India must also reflect on the overarching architecture of relationship it wants to evolve with Pakistan. How far is India's military build up due to its threat perceptions, or motivated by the objective of threat projection and hegemony?
Pakistan, after its breakup in 1971 through Indian military action, continues to perceive that while socio-economic progress and combating extremism constitute core objectives, its main existential threat continues to emanate from India, in which some core policy makers and influential segments may still regard Pakistan's creation as a historical mistake.
Faced with an asymmetrical imbalance in the conventional field from a much larger India, Pakistan's hard-won nuclear capability has kept the peace by providing, through a credible minimum nuclear deterrent, strategic stability in South Asia.
The peace process that began in 2004 between the two countries attempted to manage the different facets of this difficult relationship with the objective of resolving disputes in a peaceful manner.
Talks were initiated on nuclear and Confidence Building Measures (CBMs). Both sides formally declared that the nuclear capabilities of each other, which are based on their national security imperatives, constitute a factor for stability.
Two main agreements on pre-notification of ballistic missile tests and reduction of risks of accidents related to nuclear weapons were signed. Even before India broke off the peace process after the Mumbai incident, the peace process had slowed down.
There was no concrete movement on the core issue of Kashmir, and no promise of movement on Siachin, Sir Creek and the Indus waters which provide Pakistan's life blood.
While the nuclear CBMs agreements continue to hold, there was no forward movement and India wanted to delink itself from Pakistan even in this nuclear field in which New Delhi had reversed the maxim of thinking globally but acting locally.
India was encouraged by a number of developments. The Indo-US nuclear deal, rather than encouraging nuclear restraint in South Asia, enhanced India's strategic capability, freeing its limited uranium reserves for military use, by keeping eight reactors out of safeguards able, to produce fissile material for 280 nuclear weapons annually.
American, Israeli and Russian co-operation in India's Anti Ballistic Missile (ABM) programme further destabilised the strategic balance.
India rejected Pakistan's proposal for a strategic restraint regime with its three interlocking elements of conflict resolution, nuclear and missile restraint and conventional balance, to avoid an unnecessary arms race.
Russia over two decades supported India's nuclear submarine project through technology, technical advice and leasing of nuclear submarines.
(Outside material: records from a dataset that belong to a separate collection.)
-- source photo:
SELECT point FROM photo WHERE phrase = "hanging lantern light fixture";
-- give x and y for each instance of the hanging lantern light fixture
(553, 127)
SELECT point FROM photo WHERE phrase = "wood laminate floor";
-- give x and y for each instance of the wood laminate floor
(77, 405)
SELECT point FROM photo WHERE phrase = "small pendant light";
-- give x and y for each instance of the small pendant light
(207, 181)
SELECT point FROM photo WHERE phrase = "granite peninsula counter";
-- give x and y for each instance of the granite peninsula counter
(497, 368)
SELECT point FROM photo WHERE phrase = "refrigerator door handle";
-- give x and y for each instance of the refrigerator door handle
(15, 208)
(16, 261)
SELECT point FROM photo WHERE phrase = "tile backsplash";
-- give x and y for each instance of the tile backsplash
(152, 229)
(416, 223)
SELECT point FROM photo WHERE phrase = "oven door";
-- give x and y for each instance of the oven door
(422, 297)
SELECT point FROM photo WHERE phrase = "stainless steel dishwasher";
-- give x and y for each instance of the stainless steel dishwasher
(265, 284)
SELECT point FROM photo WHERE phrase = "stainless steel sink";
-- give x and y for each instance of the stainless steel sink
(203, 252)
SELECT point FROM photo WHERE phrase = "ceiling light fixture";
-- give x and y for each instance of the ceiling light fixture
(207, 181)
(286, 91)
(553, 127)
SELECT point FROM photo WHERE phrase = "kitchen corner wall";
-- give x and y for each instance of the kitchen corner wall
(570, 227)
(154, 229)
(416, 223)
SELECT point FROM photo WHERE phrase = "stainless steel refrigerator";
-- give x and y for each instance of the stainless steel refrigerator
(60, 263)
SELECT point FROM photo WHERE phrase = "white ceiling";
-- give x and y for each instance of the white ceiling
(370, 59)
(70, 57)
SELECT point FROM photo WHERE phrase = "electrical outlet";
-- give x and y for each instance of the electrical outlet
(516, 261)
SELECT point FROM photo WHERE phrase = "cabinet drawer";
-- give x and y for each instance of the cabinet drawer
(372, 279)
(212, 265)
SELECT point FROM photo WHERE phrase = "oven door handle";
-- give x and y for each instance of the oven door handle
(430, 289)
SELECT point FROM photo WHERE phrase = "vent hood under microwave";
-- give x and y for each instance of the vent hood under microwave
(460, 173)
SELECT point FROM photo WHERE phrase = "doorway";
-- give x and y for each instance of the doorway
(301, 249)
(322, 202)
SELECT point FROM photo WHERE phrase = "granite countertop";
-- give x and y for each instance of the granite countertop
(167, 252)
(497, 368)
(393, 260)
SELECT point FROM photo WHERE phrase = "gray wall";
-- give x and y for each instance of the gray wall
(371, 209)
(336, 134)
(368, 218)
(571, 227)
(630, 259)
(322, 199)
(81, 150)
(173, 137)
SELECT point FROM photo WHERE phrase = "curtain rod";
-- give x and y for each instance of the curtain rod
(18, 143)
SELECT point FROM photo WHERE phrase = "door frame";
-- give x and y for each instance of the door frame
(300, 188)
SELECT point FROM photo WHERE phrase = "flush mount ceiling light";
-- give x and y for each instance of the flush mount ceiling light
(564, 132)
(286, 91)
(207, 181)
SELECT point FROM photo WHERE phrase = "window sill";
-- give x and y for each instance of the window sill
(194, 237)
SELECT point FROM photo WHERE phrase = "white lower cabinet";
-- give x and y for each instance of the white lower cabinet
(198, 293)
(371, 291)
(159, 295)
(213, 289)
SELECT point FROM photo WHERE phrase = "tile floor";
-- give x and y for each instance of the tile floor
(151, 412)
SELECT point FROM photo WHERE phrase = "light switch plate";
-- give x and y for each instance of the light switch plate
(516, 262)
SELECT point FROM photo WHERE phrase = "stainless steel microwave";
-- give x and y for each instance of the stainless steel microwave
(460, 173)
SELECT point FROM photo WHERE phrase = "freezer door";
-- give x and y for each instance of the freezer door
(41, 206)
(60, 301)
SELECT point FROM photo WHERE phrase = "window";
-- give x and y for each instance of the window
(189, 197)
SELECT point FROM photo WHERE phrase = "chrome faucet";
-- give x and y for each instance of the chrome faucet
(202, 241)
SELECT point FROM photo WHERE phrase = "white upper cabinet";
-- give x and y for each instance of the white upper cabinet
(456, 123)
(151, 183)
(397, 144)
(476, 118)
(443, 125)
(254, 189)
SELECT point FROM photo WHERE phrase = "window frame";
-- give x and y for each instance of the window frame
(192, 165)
India's cruise missile Brahmos was jointly developed with Russia.
India will build five nuclear submarines, each carrying 12 nuclear ballistic missiles. The two Akula class submarines to be leased from Russia would carry another 48 missiles.
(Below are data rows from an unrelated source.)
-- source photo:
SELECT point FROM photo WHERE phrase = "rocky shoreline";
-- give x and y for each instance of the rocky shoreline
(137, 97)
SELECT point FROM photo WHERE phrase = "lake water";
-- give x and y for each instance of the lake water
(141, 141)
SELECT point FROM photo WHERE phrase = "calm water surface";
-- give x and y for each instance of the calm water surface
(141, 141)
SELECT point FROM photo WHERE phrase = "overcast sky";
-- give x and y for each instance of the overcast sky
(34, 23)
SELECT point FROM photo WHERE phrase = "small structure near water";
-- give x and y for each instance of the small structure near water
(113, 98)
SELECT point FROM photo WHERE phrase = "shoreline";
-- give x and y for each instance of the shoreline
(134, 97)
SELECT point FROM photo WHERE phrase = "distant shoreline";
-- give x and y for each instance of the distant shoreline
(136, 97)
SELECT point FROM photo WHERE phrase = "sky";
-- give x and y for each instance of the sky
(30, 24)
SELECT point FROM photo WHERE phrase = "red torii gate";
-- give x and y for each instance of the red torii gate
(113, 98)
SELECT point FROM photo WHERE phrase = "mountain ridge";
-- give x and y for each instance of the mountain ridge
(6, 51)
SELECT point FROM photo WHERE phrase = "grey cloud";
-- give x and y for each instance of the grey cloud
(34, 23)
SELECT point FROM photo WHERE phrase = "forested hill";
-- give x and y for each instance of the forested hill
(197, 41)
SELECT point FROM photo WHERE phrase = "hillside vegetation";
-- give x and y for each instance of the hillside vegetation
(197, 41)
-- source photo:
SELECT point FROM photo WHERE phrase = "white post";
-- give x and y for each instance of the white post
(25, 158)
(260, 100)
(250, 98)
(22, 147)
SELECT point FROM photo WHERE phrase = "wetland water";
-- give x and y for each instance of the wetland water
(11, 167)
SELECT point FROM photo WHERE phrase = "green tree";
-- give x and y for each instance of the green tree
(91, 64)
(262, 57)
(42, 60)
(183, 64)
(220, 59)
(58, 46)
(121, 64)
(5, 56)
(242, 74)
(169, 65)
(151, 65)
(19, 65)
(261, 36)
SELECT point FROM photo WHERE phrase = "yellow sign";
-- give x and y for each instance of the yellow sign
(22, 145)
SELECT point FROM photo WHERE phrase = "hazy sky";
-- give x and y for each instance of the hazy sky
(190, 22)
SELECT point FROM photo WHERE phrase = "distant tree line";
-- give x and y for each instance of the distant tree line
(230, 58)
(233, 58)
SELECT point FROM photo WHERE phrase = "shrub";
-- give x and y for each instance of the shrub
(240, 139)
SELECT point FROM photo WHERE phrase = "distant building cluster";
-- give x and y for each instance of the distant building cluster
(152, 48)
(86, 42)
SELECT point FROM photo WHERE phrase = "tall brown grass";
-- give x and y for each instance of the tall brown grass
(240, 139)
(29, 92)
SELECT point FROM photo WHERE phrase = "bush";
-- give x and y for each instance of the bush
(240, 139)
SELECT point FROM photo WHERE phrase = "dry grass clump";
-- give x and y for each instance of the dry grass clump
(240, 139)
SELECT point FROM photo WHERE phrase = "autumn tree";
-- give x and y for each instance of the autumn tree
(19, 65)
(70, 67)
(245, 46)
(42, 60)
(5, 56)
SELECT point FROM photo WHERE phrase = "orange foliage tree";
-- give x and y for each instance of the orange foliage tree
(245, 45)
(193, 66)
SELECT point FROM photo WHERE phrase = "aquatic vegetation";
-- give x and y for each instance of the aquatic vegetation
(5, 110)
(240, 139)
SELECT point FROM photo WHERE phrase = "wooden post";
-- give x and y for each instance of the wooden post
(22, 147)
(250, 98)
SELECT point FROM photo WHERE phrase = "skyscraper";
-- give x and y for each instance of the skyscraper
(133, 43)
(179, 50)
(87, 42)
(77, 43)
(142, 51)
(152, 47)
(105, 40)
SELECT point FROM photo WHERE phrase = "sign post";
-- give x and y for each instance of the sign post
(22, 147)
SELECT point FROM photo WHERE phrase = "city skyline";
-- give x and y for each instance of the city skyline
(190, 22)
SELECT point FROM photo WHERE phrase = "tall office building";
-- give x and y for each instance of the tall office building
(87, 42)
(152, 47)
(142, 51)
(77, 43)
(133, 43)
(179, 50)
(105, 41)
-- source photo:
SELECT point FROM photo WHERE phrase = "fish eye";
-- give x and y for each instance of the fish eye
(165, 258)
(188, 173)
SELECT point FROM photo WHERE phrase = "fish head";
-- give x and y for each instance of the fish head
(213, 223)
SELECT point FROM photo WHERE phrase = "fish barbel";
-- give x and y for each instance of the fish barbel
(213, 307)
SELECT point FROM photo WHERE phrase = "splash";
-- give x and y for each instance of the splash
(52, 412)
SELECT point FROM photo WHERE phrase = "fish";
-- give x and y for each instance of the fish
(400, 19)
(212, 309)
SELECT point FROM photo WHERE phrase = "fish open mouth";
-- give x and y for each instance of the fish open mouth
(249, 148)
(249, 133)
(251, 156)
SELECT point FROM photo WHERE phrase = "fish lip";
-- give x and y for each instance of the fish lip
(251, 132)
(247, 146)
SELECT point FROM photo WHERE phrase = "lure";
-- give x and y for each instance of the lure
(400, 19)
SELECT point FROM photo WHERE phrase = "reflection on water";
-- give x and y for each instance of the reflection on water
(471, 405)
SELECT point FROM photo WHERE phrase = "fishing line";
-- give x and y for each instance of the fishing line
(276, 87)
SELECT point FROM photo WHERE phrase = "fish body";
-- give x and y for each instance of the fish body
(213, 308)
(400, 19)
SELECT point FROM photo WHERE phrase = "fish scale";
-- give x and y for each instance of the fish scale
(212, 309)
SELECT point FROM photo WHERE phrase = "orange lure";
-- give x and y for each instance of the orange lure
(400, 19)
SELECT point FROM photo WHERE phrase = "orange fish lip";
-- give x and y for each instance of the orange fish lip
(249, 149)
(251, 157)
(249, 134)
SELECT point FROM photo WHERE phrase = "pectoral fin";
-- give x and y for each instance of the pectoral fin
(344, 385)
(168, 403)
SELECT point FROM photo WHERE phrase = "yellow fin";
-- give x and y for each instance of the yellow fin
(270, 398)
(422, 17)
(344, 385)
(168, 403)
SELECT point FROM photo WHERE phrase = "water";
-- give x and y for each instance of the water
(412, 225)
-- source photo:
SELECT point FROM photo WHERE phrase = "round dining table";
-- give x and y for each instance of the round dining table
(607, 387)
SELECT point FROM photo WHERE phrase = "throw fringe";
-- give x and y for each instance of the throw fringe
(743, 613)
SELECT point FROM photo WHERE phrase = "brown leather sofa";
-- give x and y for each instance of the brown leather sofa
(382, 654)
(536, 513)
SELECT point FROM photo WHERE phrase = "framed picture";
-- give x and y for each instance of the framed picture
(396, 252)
This submarine leg of India's nuclear triad would deploy some 100 plus nuclear weapons. The other air launched gravity nuclear weapons, land launched ballistic missiles, tactical nuclear weapons and land, air and sea launched cruise missiles would constitute a formidable nuclear delivery capability.
India claims that this build-up is necessary because it faces threats from China and Pakistan. However given the growing relationship between India and China, no objective strategist has been able to postulate any credible conflict scenario between the two countries.
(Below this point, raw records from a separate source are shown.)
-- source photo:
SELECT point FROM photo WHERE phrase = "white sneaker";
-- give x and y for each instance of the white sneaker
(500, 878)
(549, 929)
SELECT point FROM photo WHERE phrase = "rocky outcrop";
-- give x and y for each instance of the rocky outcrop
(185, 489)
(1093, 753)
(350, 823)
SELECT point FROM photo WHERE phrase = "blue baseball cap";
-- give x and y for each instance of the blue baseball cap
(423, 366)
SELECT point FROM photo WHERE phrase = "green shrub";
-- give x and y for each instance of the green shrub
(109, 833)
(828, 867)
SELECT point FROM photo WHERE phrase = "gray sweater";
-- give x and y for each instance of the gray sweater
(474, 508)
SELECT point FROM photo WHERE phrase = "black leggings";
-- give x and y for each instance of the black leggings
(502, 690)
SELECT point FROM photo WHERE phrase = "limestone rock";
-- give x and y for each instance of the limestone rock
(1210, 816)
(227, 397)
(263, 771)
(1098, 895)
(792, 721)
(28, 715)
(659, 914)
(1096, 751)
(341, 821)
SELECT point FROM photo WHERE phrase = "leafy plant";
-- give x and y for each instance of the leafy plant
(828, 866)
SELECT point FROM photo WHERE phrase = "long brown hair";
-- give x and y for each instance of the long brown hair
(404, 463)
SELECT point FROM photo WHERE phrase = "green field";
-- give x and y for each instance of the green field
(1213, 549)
On the other hand, 95 per cent of India's military potential is targeted against much smaller Pakistan. The planned nuclear submarine fleet with its short range ballistic missiles is also Pakistan specific.
Contradicting policy statements of wanting better relations with Pakistan, India's 'cold start' or proactive military doctrine appears to be aimed at rapidly seizing parts of Pakistan while remaining under the nuclear threshold.
The nuclear submarine fleet with its second strike capability is then likely to be used to reinforce pressure on Pakistan not to use nuclear weapons, tactical or strategic, to deter or counter any Indian thrust into Pakistan.
Pakistan has responded that it will take all steps to safeguard its security and to maintain strategic balance in the region. What should Pakistan do? First of all develop its own second strike nuclear submarine based capability.
Secondly, equip its conventional submarines with nuclear tipped cruise missiles.
Thirdly, as Russian assistance has evoked no international objection and is clear that both leasing of nuclear submarines and technology for their production are completely compatible with the global non-proliferation regime, Pakistan should explore such possibilities.
Fourthly, the most important lesson for Pakistan, a latecomer by necessity as a nuclear state, is that while not having to match India, nuclear weapon by weapon, to maintain strategic stability it will need to continue its modest fissile material production in the foreseeable future and cannot brook any developments or negotiations counter to this vital national security requirement.
Faced with these escalating threats, Pakistan must oppose the initiation of negotiations on the Fissile Material Cut-Off Treaty with countries with their own comfortable fissile material stockpiles, who have also helped arm India, want to begin and prioritise in the Conference on Disarmament in Geneva specifically at Pakistan's expense.
And if negotiations begin, not to accept, as India has already declared for itself, any outcome detrimental to Pakistan's security.